Re: xmlns in HTML5

On Jul 17, 2009, at 17:13, Shane McCarron wrote:

> Henri Sivonen wrote:
>> What you say is true for all practical purposes when talking about  
>> "the DOM" in browsers. It's not necessarily true in practice and  
>> per spec for all kinds of things called "the DOM".
> Okay.  How about per the HTML5 spec?  If it is not, then we would  
> like it to be.  To whom do we send that comment?

Per spec, what Sam said holds when the section http://www.whatwg.org/specs/web-apps/current-work/#coercing-an-html-dom-into-an-infoset 
  is not invoked. When that section is invoked, then what Sam said  
doesn't always hold. You may safely assume that browsers won't invoke  
the section but other classes of products may.

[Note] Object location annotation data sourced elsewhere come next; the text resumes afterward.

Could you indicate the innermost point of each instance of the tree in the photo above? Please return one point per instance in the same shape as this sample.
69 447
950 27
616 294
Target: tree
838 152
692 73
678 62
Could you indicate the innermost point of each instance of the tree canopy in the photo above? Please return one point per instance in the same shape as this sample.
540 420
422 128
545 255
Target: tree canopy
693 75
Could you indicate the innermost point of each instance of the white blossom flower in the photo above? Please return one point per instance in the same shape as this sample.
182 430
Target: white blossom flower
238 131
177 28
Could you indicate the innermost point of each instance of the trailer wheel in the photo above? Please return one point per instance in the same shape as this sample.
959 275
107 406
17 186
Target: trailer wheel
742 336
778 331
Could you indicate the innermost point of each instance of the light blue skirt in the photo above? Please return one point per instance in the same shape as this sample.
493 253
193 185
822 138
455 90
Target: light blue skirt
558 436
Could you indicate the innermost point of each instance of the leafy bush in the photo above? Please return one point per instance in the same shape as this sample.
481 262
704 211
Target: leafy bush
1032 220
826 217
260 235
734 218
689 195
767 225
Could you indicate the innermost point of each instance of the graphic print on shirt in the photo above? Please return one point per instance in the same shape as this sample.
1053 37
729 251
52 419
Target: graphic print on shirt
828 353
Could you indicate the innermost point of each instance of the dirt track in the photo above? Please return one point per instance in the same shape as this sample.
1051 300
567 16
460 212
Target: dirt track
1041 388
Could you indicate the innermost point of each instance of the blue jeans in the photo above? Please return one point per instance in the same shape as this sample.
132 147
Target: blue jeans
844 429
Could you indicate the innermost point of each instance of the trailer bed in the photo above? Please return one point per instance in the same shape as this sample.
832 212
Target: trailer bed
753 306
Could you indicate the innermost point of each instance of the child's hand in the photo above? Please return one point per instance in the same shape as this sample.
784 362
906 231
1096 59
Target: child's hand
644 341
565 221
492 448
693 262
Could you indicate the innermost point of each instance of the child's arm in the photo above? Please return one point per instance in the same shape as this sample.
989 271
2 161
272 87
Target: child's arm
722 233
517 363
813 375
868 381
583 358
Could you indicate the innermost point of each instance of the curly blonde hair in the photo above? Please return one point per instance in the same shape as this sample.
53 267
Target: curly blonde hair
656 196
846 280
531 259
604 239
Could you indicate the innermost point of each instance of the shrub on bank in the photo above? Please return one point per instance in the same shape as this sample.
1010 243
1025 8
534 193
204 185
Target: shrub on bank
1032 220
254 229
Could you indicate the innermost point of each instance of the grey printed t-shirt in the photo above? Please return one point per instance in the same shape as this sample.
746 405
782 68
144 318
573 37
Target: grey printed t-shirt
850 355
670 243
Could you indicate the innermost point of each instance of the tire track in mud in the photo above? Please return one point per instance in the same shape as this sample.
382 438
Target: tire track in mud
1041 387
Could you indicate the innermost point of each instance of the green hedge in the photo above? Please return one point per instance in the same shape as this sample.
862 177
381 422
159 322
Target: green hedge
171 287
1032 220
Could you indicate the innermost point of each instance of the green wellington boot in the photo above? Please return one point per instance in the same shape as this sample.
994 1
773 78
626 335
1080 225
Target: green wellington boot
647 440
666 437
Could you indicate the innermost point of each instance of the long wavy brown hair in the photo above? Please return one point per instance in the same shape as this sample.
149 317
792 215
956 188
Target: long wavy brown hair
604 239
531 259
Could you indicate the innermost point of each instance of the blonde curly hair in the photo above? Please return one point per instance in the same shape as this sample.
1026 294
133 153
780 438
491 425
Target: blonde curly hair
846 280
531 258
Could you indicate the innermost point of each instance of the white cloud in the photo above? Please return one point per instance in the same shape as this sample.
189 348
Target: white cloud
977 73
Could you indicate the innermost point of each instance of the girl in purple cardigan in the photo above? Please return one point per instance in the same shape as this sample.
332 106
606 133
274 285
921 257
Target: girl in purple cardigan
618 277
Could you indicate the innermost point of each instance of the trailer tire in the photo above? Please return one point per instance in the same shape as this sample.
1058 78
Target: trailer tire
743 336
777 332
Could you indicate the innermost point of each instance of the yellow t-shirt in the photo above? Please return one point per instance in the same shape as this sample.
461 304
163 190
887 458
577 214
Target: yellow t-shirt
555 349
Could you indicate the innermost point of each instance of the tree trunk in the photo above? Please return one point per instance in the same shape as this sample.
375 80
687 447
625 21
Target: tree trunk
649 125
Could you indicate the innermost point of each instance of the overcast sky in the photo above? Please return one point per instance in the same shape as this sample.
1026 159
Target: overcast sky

You can send comments to public-html-comments or to public-html if you  
are a participant in the HTML WG or to the WHATWG list if you are  
subscribed to that list or you can file a bug in the W3C Bugzilla.

I don't expect http://www.whatwg.org/specs/web-apps/current-work/#coercing-an-html-dom-into-an-infoset 
  to change substantially, because the rules recounted there are  
necessary when you have an XML API that throws on certain things and  
you can't change the API. (For example, if people want to use the JDK  
DOM, the JDK DOM is what it is.)

>> The public DOM API is required to throw when setting an attribute  
>> whose namespace is null and whose local name is "xmlns:foo":
>>> NAMESPACE_ERR: Raised if the qualifiedName is malformed per the  
>>> Namespaces in XML specification, if the qualifiedName has a prefix  
>>> and the             namespaceURI is null, if the qualifiedName has  
>>> a prefix that is "xml" and the namespaceURI is different from "http://www.w3.org/XML/1998/namespace 
>>> ", if the qualifiedName or its prefix is "xmlns" and the  
>>> namespaceURI is different from "http://www.w3.org/2000/xmlns/", or  
>>> if the namespaceURI is "http://www.w3.org/2000/xmlns/" and neither  
>>> the qualifiedName nor its prefix is "xmlns".
>>
>> http://www.w3.org/TR/DOM-Level-3-Core/core.html#ID-ElSetAttrNS
> Huh?  in what way does the attribute xmlns:foo="someURI" violate the  
> constraints that would cause NAMESPACE_ERR to be thrown when calling  
> createAttribute in the DOM?

Setting an attribute with namespaceURI null and localName "xmlns:foo"  
violates both "if the qualifiedName has a prefix and the              
namespaceURI is null" and "if the qualifiedName or its prefix is  
"xmlns" and the namespaceURI is different from "http://www.w3.org/2000/xmlns/ 
". Note that the DOM doesn't really allow you to pass a local name but  
only allows you to pass a qualified name, so attempting to pass  
"foo:bar" causes "foo" to be treated as a prefix and "bar" as the  
local name per the requirements quoted above.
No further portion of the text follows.